Der starrte auf die Tür, durch die Atem eben gekommen war, quietschfidel und lebendig und kein stummer Körper, an dem lediglich das Heben und Senken des Brustkorbs verriet, daß er noch lebte. „Weißt du, was ich für Angst hatte?“ Yugi schluchzte und wischte sich durch das Gesicht. „Ich dachte, ich hätte dich für immer verloren!“

 

„Aber, Yugi! So einfach wirst du mich nicht los.“ Atem lächelte und fing Yugis Hände ein, um auf jede einen Kuß zu hauchen. „Mein Herzensschatz, unser Leben zusammen hat doch gerade erst begonnen, da laß ich dich doch nicht zurück.“

 

Yugi schniefte, dann hoben seine Mundwinkel sich. „Dummkopf!“

 

Atem schlang beide Arme um Yugi, preßte diesen eng an sich. Seine Lippen glitten zärtlich über eine von Yugis Ohrmuscheln. Yugi zitterte keuchend.

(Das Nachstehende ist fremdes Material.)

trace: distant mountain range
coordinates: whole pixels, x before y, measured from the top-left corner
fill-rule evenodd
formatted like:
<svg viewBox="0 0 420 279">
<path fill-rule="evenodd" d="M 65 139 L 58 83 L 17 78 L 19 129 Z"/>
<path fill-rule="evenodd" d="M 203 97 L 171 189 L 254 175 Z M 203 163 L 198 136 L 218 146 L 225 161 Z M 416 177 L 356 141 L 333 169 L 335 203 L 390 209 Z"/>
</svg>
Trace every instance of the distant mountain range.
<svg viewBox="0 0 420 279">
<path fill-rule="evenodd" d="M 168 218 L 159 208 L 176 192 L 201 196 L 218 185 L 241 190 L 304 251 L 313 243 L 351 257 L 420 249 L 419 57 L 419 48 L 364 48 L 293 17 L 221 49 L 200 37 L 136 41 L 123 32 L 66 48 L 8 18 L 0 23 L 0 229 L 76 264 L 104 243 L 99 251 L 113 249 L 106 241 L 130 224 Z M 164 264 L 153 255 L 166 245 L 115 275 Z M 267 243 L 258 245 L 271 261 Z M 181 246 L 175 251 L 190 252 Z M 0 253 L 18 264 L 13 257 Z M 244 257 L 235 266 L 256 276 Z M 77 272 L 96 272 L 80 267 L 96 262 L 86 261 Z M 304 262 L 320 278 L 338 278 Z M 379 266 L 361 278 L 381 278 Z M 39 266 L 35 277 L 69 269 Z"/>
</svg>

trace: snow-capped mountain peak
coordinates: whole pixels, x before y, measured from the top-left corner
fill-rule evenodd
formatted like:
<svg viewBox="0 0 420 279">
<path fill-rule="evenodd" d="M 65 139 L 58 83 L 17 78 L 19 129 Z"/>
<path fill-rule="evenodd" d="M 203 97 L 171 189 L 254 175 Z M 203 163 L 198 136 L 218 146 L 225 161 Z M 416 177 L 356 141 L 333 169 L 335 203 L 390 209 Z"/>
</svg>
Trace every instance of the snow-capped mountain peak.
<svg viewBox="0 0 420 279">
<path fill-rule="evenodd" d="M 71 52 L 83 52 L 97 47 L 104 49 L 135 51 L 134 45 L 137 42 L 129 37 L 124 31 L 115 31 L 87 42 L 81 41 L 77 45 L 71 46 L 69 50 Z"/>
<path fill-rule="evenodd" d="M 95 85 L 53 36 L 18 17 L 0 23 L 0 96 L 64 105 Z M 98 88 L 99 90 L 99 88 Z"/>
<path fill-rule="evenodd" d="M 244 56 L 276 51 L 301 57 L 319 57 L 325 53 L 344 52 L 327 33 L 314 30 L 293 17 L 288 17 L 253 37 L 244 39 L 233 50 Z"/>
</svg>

„Mein kleiner Yugi… Komm zu mir. Leg dich in mein Bett. Ich will dich spüren.“

 

Yugi schmiegte sich an Atem, lächelnd, dann nickte er. „So gerne. Ach, mein Liebster!“ Er hob den Kopf und starrte in leere Augenhöhlen in einem blaßen Schädel. Haar früher so strahlend wie Gold war stumpf geworden, glanzlos und fiel über das leere Gesicht.

 

„Yugi, komm mit mir.“ Die gutturale Stimme aus dem Nichts hatte nichts Samtenes mehr, nichts Zärtliches.

 

Mit einem Schrei riß Yugi sich aus knochigen Armen… und fuhr in die Senkrechte. Das Herz trommelte Yugi gegen die Rippen, er bekam kaum Luft und seine Haut klebte ekelhaft von Schweiß. Seine Kehle fühlte sich rauh an, als hätte er stundenlang geschrieen, aber seine Mutter und sein Großvater schliefen neben ihm ungestört.

 

Yugi kämpfte sich aus seinem widerlich klammen Lager, das ihn festhalten wollte wie knochige Hände oder eine tote Stimme, dann wankte er zu der Balustrade, die das flache Hausdach seines Großvaters umgab. Im Garten konnte er die Wächter sehen, Magier und Soldaten, die das Gebiet abschritten. Es war still bis auf Froschquaken und Insektensummen.

 

Yugi holte mehrmals tief Luft, bis er glaubte, daß seine Lungen bersten müßten, dann ging er leise die Treppe hinunter ins Haus. Er konnte sowieso nicht mehr schlafen. Unten im Vorraum setzte er sich auf die Bank und preßte die Hände auf die Augen. Er schluchzte und schniefte und verfluchte den Traum. Immer wieder kam er und immer wieder ließ Yugi sich verführen von dem lebendigen Atem voller Liebe und Zärtlichkeit, bis die Wahrheit und die Angst in seinen Traum eindrang und diesen in eine schreckliche Welt ohne Hoffnung verwandelten.

 

Yugi wischte sich über das nasse, schnodderige Gesicht. Er dachte an Atem in dessen Gemach, auf dem großen, viel zu großen Bett. An Atem mit der bleichen Haut, der sich nicht rührte. Nur daß er atmete kündete davon, daß er die Welt der Lebenden noch nicht verlassen hatte. Zauber ernährten Atem und Magier und Heiler waren zu jeder Tages- und Nachtstunde bei ihm, aber was bei Ryou gewirkt hatte, bei Atem tat sich nichts.

 

Die Große Herrin Tausret wandelte durch die Gänge des Palastes wie eine lebende Puppe, mit viel zu großen Augen im bleichen Gesicht. Yugi kannte den Anblick, denn wann immer er sein eigenes Spiegelbild betrachtete, sah er dasselbe. Yugi spürte noch immer den Nachhall von Tausrets Umarmung, ihr Schluchzen und ihre Versicherung, daß er nichts falsch gemacht hatte.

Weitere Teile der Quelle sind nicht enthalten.